Published online by Cambridge University Press: 28 March 2008
THE THREE GREAT QUESTIONS
Alexis de Tocqueville, Frederick Jackson Turner, and Simon Kuznets have set out the fundamental questions that dominate consideration of inequality in the nineteenth century. Their questions, posed in 1835, 1893, and 1955 respectively, have not yet been definitively answered. Nor are answers close at hand, for these questions pose difficult methodological issues, relate to changing values concerning inequality and economic opportunity, and require quantitative evidence on poorly measured distributions of income and wealth as well as information about economic opportunity. Yet each of the questions retains its interest and relevance to judgments today about economic equality in the nineteenth century.

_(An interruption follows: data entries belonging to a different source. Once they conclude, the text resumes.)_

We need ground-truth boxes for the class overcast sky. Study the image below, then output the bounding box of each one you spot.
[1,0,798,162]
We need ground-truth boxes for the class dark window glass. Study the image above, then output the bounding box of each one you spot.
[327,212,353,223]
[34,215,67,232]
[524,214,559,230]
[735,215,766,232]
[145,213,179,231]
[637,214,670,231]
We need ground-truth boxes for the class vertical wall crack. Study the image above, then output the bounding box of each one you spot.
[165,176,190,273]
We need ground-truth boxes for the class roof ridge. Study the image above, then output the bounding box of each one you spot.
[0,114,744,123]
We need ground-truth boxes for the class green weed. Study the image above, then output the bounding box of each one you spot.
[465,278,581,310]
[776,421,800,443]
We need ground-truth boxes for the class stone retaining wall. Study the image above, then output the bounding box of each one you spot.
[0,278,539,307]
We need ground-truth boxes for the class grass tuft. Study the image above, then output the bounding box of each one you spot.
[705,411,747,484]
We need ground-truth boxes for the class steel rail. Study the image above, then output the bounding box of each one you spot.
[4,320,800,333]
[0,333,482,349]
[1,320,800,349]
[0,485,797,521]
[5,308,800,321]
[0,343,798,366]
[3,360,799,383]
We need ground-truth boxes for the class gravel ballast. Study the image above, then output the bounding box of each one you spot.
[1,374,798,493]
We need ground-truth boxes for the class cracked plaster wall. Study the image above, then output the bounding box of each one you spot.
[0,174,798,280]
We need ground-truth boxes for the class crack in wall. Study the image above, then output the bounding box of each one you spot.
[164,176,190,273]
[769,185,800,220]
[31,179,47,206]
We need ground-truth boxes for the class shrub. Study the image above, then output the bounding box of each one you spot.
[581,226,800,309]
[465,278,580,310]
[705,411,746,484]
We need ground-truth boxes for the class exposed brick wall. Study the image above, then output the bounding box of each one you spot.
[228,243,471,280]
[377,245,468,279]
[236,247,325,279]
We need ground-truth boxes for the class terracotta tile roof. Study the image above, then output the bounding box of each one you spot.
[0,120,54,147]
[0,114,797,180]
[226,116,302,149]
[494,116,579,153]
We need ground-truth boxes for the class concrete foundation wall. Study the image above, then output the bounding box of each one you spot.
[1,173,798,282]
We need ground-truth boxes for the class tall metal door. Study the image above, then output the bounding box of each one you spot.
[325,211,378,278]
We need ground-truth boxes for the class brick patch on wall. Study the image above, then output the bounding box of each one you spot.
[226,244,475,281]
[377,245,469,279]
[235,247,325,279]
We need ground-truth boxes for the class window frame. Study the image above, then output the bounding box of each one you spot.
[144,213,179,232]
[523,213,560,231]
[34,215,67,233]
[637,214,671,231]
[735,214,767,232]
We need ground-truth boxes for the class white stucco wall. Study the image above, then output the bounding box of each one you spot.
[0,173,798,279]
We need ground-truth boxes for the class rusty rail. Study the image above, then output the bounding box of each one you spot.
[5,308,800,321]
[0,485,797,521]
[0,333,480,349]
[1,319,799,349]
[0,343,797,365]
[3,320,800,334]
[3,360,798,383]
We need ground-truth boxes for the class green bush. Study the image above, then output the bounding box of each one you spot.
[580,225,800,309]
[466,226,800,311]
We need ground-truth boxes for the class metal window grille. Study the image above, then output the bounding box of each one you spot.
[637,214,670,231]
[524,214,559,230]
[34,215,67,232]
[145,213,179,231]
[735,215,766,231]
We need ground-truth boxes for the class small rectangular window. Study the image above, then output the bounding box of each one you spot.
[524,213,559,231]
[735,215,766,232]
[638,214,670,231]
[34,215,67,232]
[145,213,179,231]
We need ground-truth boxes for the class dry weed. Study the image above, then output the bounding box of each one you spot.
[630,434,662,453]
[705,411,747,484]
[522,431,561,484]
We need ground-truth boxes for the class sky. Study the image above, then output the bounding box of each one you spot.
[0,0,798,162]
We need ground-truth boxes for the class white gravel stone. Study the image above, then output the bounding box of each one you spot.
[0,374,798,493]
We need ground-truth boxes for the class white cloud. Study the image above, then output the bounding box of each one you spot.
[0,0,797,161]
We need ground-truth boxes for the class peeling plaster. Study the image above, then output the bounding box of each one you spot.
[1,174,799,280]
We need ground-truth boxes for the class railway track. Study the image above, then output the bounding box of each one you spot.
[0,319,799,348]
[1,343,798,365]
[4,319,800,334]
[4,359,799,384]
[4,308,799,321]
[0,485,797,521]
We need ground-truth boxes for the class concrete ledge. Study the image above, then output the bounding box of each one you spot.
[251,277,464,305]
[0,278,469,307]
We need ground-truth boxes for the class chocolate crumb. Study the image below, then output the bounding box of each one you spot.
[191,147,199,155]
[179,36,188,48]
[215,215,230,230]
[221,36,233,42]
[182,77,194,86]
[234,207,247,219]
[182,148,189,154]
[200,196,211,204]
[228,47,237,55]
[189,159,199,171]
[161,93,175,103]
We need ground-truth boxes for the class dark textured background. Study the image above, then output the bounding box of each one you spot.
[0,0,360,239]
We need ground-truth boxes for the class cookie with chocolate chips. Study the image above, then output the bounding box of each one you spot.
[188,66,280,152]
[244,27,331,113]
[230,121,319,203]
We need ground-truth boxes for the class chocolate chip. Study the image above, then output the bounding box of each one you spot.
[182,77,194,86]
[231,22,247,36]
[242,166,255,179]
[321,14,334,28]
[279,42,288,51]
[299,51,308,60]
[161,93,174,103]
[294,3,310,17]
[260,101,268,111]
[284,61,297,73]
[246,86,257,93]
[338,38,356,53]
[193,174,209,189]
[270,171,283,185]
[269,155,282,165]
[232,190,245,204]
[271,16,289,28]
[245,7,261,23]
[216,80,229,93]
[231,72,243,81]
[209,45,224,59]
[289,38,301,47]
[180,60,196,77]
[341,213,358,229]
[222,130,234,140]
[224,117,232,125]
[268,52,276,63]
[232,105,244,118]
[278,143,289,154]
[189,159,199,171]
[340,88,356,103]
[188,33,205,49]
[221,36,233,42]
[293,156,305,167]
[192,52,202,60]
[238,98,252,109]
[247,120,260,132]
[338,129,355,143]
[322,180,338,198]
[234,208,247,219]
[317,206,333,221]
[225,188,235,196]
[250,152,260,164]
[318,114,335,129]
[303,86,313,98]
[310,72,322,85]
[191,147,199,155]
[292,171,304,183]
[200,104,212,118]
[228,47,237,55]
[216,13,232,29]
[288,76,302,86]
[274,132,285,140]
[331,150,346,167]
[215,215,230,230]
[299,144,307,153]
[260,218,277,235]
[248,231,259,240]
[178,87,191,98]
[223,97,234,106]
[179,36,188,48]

From May 1831 to February 1832 Alexis de Tocqueville, in the company of Gustave de Beaumont, made his epic journey through North America, traveling west across New York to the frontier in Michigan, then northeast into Canada, down to Boston, Baltimore, and Philadelphia, west to Cincinnati, Nashville, and Memphis, down the Mississippi to New Orleans, overland to Washington, and back to New York City. Tocqueville and Beaumont were entertained by various levels of society, which they interviewed extensively, and observed with dispassion and insight the structure of this strange new democracy.